クリフトン年代記第6部
第1部の『時のみぞ知る』が出たのが2013年。波瀾万丈の物語が続き、4年を経てついに第6部に至った。
物語としては、第1部が1919年から始まっていて、第6部では1978年まで進んできた。60年近い歳月を経て主人公も相応の年齢を重ねていて、まさしく悠久の流れである。
この間、ハリーとエマ、息子のセバスティアンのクリフトン一家、それにエマの兄でバリントン家のジャイルズがそれぞれに存在を魅力的に大きくしてきている。

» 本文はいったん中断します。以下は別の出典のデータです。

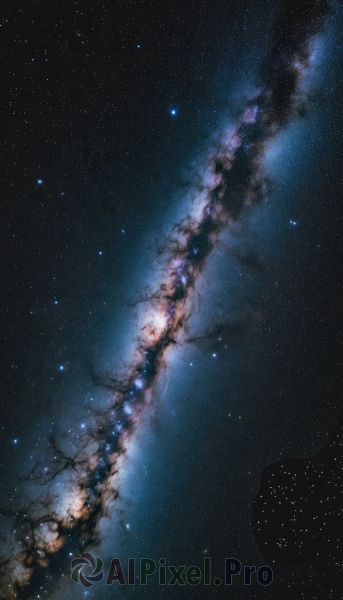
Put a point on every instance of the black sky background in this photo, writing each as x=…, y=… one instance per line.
x=88, y=112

エマが会長を務めるバリントン海運、セバスティアンがCEOとなったファージングズ銀行、ジャイルズが議席を有するイギリス国会などを巡って、本拠地ブリストルやロンドンなどを舞台に物語は有為転変の展開である。
第6部で大きな柱は二つ。
一つは、執拗にクリフトン、バリントンを貶めようと画策してきた、バリントン海運前副会長メラー、同重役ノウルズ、ファージングズ銀行前会長スローンの3人の運命が、この第6部においてついに尽きてしまう。
また、3人組と一緒になって、あるいは主導的に徹底した嫌がらせをしてきた、ジャイルズの最初の妻ヴァージニアもまた本作において舞台から姿を消すこととなった。
そしてもう一つの柱である、ハリーが運動を進めてきたロシア人作家ババコフのロシアからの救出は、意外な結末となった。ただ、ババコフはノーベル文学賞を受賞して大きな栄誉を得た。
ここまで書くと、クリフトン年代記も終わったかに思えるが、新たにサッチャーも登場してきているし、物語は一層きらびやかに、スリリングに展開していきそうな予感を持たせている。ストーリーテラーアーチャーの快筆はまだまだ衰えそうにもない。